China exige fim imediato dos ataques dos EUA e Israel ao Irã
Pequim pede respeito à soberania iraniana e diálogo, enquanto mundo reage à ação militar conjunta e líderes globais alertam para riscos de escalada
247 - A China manifestou nesta terça-feira extrema preocupação com os recentes ataques militares lançados pelos Estados Unidos e Israel contra o Irã. Em comunicado divulgado pelo Ministério das Relações Exteriores, Pequim destacou que "a soberania, a segurança e a integridade territorial do Irã devem ser respeitadas" e exigiu a "interrupção imediata das ações militares, o fim da escalada da tensão, a retomada do diálogo e das negociações e os esforços para manter a paz e a estabilidade no Oriente Médio".
O ataque conjunto ocorreu logo após o término das negociações nucleares indiretas em Genebra entre Teerã e Washington, sem avanços significativos, e em meio ao aumento expressivo da presença militar americana na região.

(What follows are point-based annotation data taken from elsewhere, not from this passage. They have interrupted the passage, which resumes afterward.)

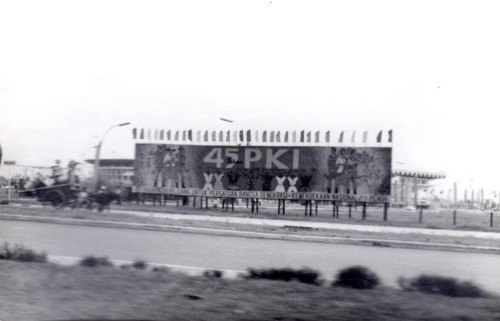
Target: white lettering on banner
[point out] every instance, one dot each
(252, 155)
(272, 159)
(319, 196)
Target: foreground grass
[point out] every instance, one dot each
(34, 291)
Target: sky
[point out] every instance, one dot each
(428, 70)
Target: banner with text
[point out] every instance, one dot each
(295, 172)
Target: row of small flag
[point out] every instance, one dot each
(240, 136)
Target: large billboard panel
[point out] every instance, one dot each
(280, 172)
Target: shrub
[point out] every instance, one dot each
(92, 261)
(213, 274)
(441, 285)
(304, 275)
(356, 277)
(139, 265)
(21, 254)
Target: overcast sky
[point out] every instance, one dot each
(429, 70)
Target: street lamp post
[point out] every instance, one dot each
(97, 155)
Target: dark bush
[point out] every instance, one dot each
(21, 254)
(139, 265)
(441, 285)
(304, 275)
(356, 277)
(213, 274)
(92, 261)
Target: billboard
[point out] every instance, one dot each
(273, 172)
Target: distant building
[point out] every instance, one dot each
(415, 188)
(116, 171)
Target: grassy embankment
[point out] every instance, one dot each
(43, 291)
(471, 221)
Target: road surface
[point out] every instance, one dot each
(196, 251)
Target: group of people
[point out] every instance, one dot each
(342, 171)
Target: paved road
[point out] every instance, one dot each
(237, 254)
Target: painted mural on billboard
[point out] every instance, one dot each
(295, 172)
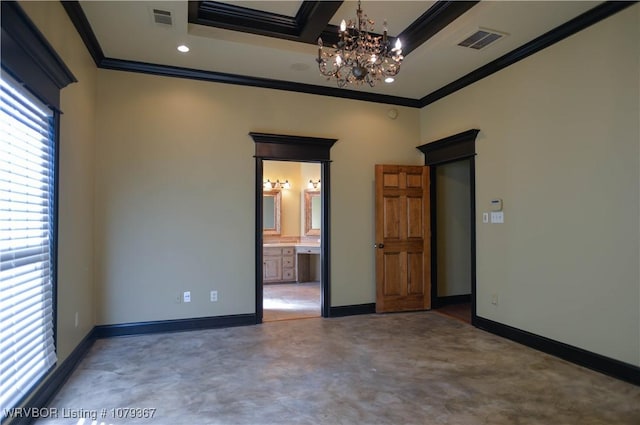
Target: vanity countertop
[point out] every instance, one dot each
(281, 244)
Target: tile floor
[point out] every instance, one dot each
(408, 368)
(286, 301)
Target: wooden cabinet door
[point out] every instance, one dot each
(403, 257)
(272, 269)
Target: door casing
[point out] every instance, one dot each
(279, 147)
(442, 151)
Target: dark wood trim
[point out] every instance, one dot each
(436, 18)
(352, 310)
(177, 325)
(55, 234)
(612, 367)
(557, 34)
(472, 183)
(259, 202)
(81, 23)
(313, 17)
(56, 379)
(450, 300)
(238, 18)
(325, 238)
(281, 147)
(310, 20)
(292, 148)
(452, 148)
(219, 77)
(433, 216)
(29, 58)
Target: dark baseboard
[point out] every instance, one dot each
(52, 384)
(612, 367)
(352, 310)
(178, 325)
(452, 299)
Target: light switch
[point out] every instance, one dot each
(497, 217)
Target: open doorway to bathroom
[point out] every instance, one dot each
(316, 150)
(291, 268)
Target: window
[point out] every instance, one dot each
(27, 242)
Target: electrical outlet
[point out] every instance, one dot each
(497, 217)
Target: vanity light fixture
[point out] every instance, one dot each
(314, 184)
(269, 185)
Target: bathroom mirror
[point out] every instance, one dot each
(312, 212)
(271, 200)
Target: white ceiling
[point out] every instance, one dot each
(125, 30)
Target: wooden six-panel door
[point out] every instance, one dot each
(403, 257)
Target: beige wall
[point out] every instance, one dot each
(75, 209)
(559, 142)
(175, 190)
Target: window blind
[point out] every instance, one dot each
(27, 348)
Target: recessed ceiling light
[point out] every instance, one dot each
(299, 66)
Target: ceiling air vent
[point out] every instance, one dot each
(162, 17)
(481, 38)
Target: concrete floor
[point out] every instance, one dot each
(410, 368)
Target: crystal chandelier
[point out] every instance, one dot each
(360, 57)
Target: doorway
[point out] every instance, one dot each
(452, 233)
(453, 236)
(291, 269)
(278, 147)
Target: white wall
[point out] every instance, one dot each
(75, 209)
(559, 142)
(175, 190)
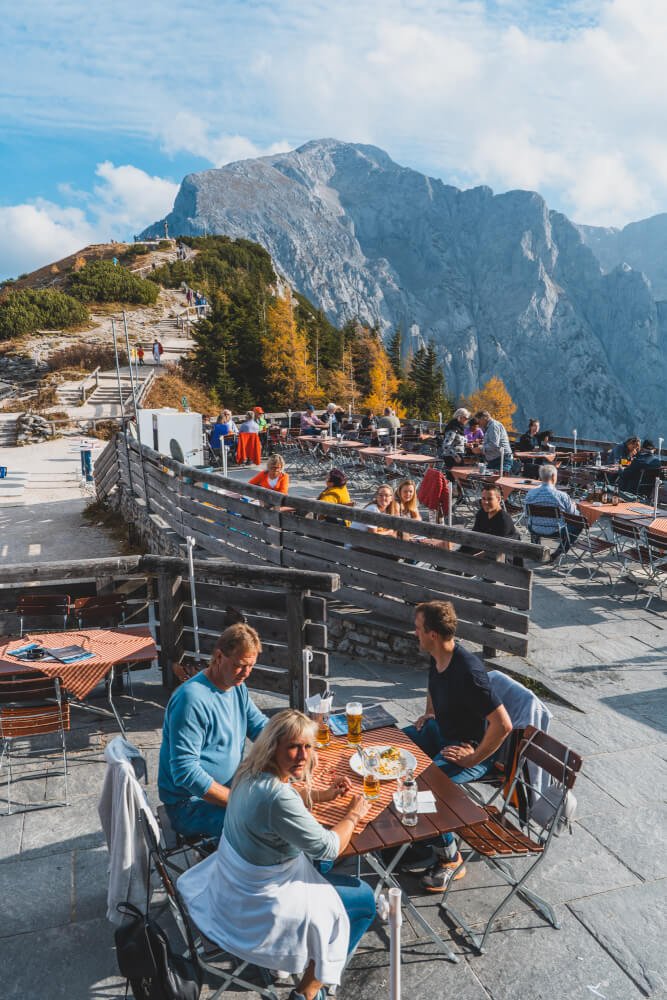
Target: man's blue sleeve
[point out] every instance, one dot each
(186, 737)
(256, 719)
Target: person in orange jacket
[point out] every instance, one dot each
(273, 476)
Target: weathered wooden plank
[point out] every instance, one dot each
(258, 575)
(271, 629)
(514, 576)
(272, 655)
(388, 567)
(414, 593)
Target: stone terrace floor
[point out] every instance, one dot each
(606, 658)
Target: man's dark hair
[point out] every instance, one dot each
(439, 616)
(235, 636)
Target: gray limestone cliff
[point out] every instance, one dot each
(503, 285)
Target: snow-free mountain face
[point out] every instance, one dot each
(503, 285)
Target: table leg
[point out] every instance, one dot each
(387, 878)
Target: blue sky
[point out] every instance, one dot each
(104, 108)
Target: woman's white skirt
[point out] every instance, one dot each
(277, 916)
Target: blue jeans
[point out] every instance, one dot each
(430, 740)
(194, 816)
(359, 902)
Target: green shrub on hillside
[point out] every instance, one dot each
(38, 309)
(103, 281)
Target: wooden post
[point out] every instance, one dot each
(171, 642)
(296, 621)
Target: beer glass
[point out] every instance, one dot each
(353, 711)
(371, 761)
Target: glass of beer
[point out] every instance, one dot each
(353, 711)
(371, 763)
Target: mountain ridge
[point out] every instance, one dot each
(502, 284)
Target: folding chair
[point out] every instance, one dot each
(31, 706)
(202, 951)
(584, 545)
(40, 606)
(508, 833)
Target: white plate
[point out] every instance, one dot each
(356, 765)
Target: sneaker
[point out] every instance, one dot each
(417, 858)
(437, 877)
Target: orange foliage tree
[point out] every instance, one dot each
(288, 373)
(495, 398)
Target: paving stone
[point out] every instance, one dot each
(634, 777)
(638, 838)
(11, 831)
(73, 827)
(638, 945)
(531, 960)
(45, 896)
(74, 962)
(91, 879)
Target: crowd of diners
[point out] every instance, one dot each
(271, 892)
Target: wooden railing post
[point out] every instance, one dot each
(296, 621)
(171, 632)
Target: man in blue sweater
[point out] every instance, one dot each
(205, 728)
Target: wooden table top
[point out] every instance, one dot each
(110, 646)
(382, 827)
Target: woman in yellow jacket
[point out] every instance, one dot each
(274, 476)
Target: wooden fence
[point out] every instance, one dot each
(384, 575)
(277, 602)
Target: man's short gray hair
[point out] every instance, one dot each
(548, 472)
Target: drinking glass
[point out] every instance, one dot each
(353, 711)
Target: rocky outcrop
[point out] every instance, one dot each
(503, 285)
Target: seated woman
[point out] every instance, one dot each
(259, 896)
(384, 503)
(335, 489)
(274, 476)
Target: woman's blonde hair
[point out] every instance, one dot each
(411, 507)
(261, 759)
(393, 506)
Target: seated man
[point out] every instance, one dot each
(642, 472)
(464, 724)
(205, 728)
(625, 451)
(311, 424)
(549, 527)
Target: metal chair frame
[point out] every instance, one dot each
(202, 951)
(508, 835)
(32, 706)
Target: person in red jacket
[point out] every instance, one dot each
(273, 477)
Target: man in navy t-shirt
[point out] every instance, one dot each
(464, 723)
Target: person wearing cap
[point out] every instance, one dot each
(330, 416)
(260, 419)
(310, 423)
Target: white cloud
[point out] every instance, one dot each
(185, 132)
(127, 200)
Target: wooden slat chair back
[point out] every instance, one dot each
(202, 951)
(585, 547)
(31, 706)
(40, 606)
(506, 834)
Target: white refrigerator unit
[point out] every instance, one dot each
(178, 435)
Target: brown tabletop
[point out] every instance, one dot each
(382, 827)
(110, 646)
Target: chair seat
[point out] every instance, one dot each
(497, 835)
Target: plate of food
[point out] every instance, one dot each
(391, 760)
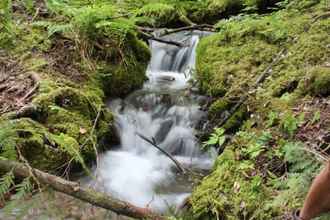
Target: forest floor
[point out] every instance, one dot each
(66, 58)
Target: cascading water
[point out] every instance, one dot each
(136, 171)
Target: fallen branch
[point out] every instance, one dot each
(83, 193)
(153, 143)
(202, 27)
(25, 111)
(151, 37)
(260, 80)
(36, 80)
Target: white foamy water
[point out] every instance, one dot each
(138, 172)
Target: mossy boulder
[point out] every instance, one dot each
(317, 82)
(160, 15)
(71, 112)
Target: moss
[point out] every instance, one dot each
(227, 193)
(72, 100)
(158, 15)
(36, 144)
(317, 82)
(218, 107)
(228, 64)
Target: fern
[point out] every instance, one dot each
(53, 28)
(6, 181)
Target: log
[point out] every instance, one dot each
(201, 27)
(86, 194)
(259, 81)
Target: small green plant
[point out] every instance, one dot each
(217, 138)
(316, 117)
(6, 181)
(272, 118)
(290, 123)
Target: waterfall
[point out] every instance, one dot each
(164, 110)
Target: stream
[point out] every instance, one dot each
(167, 111)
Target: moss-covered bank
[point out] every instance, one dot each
(81, 55)
(266, 168)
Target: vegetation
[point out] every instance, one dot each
(86, 51)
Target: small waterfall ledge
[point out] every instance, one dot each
(137, 172)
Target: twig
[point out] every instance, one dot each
(151, 37)
(36, 80)
(201, 27)
(260, 80)
(26, 163)
(153, 143)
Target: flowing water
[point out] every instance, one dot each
(164, 110)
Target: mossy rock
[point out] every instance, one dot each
(317, 82)
(227, 194)
(159, 15)
(37, 145)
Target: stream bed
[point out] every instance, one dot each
(166, 111)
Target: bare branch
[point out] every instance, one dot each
(153, 143)
(83, 193)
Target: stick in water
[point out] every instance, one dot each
(153, 143)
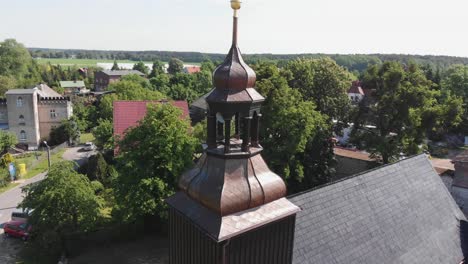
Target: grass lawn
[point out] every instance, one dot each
(86, 137)
(8, 187)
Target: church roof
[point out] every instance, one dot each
(400, 213)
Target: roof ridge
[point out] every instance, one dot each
(353, 176)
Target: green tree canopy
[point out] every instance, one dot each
(14, 59)
(63, 203)
(149, 166)
(293, 133)
(323, 82)
(406, 109)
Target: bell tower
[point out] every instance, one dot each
(232, 207)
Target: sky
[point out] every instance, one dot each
(265, 26)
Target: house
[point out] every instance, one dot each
(128, 113)
(102, 79)
(355, 92)
(191, 69)
(231, 208)
(74, 87)
(32, 113)
(351, 161)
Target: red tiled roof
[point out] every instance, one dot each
(353, 154)
(356, 88)
(193, 69)
(128, 113)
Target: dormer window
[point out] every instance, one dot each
(19, 102)
(23, 135)
(53, 114)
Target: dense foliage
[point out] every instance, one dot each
(63, 203)
(294, 134)
(149, 166)
(405, 110)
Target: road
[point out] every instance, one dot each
(10, 199)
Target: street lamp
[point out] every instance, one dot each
(48, 153)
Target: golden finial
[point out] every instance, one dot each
(235, 4)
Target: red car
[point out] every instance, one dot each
(17, 229)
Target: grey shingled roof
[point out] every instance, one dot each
(122, 72)
(401, 213)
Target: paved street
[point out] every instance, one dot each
(10, 199)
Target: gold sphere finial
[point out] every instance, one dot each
(235, 4)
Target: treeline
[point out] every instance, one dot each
(354, 62)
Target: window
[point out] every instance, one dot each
(19, 102)
(22, 135)
(53, 114)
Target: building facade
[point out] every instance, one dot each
(102, 79)
(32, 113)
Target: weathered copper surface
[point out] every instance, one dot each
(221, 228)
(230, 185)
(234, 79)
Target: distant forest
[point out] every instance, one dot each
(354, 63)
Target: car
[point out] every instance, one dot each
(17, 229)
(20, 216)
(89, 146)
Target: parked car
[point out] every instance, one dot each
(17, 229)
(89, 146)
(20, 216)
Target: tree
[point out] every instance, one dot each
(300, 151)
(149, 166)
(14, 59)
(157, 69)
(175, 66)
(103, 134)
(141, 67)
(323, 82)
(455, 83)
(115, 66)
(405, 110)
(63, 203)
(7, 140)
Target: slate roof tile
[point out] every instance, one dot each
(401, 213)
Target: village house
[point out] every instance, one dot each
(128, 113)
(102, 79)
(74, 87)
(31, 114)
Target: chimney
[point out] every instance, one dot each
(232, 207)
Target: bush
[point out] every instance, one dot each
(4, 177)
(7, 159)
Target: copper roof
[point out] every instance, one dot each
(234, 79)
(221, 228)
(232, 183)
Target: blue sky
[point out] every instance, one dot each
(294, 26)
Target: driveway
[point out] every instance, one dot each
(10, 199)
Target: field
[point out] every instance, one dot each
(90, 62)
(80, 62)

A iniciativa gerou repercussão internacional, com governos e líderes mundiais expressando preocupações e posições divergentes.
O ministro das Relações Exteriores de Omã, Badr bin Hamad Al Busaidi, que mediou as negociações nucleares, criticou a ação conjunta. "Nem os interesses dos Estados Unidos nem a causa da paz mundial são bem servidos por isso", afirmou, destacando o impacto negativo sobre os esforços diplomáticos.
Em Moscou, o presidente russo Vladimir Putin convocou uma reunião do Conselho de Segurança por videoconferência para discutir a situação. O ministro das Relações Exteriores, Sergey Lavrov, qualificou os ataques como um "ataque armado não provocado" e pediu sua suspensão imediata, afirmando que a Rússia está pronta para trabalhar pelo Conselho de Segurança da ONU em busca de uma solução diplomática.
Na Europa, o presidente francês Emmanuel Macron alertou que uma "guerra eclodida" no Oriente Médio teria graves consequências para a paz e a segurança internacionais. O primeiro-ministro espanhol, Pedro Sánchez, criticou o que chamou de ação militar unilateral dos EUA e Israel, afirmando que representa uma escalada perigosa e um risco de agravamento da instabilidade global.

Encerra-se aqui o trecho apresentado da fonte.